The excuses continued even to the point of only recently. It got to the point where the tutors had to literally tell everyone ‘you belong here’ and have one of them tell me ‘we aren’t going to kick you out.’ It was so irrational yet so rational in my mind that it got in the way of the enjoyment of it. One famous person who suffered the imposter syndrome was Albert Einstein, a man internationally recognised for his intelligence and yet believed he was fraudulent.

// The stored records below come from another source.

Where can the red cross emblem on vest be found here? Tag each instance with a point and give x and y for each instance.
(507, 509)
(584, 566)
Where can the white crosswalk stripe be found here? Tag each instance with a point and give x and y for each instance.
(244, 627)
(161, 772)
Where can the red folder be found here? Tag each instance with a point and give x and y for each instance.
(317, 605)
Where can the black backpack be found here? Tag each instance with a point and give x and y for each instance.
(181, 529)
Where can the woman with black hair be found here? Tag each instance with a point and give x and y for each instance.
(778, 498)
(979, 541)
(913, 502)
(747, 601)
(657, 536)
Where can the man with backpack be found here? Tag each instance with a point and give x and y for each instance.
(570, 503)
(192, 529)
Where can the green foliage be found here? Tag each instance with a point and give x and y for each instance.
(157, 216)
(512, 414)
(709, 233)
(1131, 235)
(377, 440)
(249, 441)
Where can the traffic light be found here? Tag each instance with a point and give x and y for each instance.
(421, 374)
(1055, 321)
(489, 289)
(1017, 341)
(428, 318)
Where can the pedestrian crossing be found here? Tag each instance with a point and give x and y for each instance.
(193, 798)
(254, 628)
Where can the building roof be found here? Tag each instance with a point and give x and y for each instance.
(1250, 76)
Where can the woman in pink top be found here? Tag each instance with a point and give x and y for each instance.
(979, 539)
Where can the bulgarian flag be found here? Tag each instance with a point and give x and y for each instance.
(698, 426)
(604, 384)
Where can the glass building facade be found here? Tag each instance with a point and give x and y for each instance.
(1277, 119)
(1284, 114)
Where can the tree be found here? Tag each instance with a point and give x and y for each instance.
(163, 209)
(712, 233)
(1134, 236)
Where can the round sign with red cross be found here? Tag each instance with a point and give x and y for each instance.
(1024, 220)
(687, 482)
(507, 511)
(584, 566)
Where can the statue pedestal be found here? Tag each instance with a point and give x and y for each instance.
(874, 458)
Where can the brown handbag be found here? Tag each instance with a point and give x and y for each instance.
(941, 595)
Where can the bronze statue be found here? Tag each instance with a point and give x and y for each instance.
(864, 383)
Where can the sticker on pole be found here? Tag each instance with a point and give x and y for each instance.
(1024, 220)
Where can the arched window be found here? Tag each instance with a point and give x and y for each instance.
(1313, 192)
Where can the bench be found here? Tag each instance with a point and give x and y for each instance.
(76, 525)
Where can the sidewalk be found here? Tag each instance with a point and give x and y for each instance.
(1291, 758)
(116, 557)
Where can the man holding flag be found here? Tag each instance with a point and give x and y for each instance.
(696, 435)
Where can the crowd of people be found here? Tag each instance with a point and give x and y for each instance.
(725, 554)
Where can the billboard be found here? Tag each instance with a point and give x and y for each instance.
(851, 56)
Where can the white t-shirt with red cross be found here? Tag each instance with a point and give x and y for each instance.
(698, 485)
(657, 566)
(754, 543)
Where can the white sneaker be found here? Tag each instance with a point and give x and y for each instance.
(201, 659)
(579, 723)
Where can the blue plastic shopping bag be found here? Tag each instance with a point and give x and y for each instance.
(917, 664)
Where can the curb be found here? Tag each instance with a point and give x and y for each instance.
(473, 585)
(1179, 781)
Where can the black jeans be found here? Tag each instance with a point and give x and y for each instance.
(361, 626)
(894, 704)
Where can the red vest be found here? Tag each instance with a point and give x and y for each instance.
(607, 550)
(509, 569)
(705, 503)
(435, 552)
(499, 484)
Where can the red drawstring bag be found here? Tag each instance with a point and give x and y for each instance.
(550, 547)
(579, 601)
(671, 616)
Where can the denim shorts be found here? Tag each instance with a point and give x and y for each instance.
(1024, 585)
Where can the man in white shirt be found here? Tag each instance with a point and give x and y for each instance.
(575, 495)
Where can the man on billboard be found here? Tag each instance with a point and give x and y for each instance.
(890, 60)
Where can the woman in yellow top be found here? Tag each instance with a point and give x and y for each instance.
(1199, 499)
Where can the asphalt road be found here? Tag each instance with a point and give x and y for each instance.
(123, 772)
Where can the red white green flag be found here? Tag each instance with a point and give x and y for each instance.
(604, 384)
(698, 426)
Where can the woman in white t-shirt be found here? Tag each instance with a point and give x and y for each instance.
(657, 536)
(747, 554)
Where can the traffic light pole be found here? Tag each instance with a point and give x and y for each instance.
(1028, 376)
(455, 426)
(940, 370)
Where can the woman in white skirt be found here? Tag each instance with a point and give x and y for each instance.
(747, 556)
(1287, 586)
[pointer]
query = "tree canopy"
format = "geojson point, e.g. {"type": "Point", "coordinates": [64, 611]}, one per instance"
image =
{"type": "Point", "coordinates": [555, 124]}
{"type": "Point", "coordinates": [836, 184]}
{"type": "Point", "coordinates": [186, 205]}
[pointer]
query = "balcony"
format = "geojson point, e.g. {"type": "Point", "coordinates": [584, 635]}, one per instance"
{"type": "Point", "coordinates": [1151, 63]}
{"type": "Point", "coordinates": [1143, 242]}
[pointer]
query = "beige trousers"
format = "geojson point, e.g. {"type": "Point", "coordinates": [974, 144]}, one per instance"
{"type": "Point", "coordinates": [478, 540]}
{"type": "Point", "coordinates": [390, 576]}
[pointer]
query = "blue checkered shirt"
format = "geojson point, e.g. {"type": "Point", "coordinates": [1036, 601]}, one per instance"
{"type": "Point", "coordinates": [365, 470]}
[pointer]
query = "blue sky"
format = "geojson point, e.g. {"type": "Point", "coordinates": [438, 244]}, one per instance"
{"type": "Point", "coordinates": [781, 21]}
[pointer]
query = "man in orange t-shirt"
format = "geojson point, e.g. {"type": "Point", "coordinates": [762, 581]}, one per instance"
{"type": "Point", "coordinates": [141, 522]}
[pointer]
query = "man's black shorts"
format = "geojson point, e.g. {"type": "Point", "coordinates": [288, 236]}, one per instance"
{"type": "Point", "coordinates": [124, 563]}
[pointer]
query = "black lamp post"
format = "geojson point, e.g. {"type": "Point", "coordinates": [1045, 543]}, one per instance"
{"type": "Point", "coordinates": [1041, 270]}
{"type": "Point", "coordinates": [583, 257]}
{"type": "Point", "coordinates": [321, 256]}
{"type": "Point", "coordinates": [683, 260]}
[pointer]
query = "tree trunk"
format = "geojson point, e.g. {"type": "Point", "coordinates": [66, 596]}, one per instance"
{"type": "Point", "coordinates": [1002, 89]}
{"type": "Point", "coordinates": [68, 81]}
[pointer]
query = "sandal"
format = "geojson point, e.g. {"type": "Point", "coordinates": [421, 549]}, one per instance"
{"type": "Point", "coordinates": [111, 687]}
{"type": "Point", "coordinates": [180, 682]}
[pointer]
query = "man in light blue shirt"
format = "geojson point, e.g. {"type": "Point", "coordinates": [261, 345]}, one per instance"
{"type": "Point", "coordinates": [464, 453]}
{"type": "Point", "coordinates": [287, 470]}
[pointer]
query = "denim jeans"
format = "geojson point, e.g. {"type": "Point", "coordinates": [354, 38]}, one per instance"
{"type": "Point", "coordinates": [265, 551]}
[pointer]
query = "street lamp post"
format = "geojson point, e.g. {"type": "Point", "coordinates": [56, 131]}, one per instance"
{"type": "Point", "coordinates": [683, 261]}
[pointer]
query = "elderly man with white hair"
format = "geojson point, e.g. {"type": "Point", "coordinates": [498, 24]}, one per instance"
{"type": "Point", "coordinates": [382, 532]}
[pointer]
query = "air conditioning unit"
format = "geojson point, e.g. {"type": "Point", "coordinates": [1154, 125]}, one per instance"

I’m not trying to be ungrateful for my place, I love where I am, but if something good happens in your life then let it happen. Yes sometimes schools are hard to get into and grades hard to achieve, but people get in and people get the grades. Why can’t that one person one day be you?
Have a good Christmas break! (Apologies to those who don’t have them)
Gonna miss this new tapestry I got, makes my room feel less blank.
Hello, I’m an actor who is afraid of emotional vulnerability and I’m here to audition for your traumatising play! This is not an ideal way to start an audition, especially when their first question was ‘How are you?’.
As humans (particularly British ones) a stiff upper lip is sought so people don’t feel ‘awkward’. Emotion is so human, yet so unwanted. And yet yesterday I looked someone in the eyes so long that I cried. Holding eye contact for so long with a person I barely knew just opened something in me, like she could see into my being (even know I knew full well she couldn’t).
Part of me wanted to close off and shut my eyes, but Jesus it was intense. We are afraid to be open because people can hurt us, but if we let go of that we can find things about ourselves that we hid. I finally opened up and it felt good in all honesty. Stop closing yourself and your emotions overflow, like a release almost, as if whatever held me down let me go. So come at me emotions, I’m ready.
Really just an anecdote today, but hope it can assist somehow.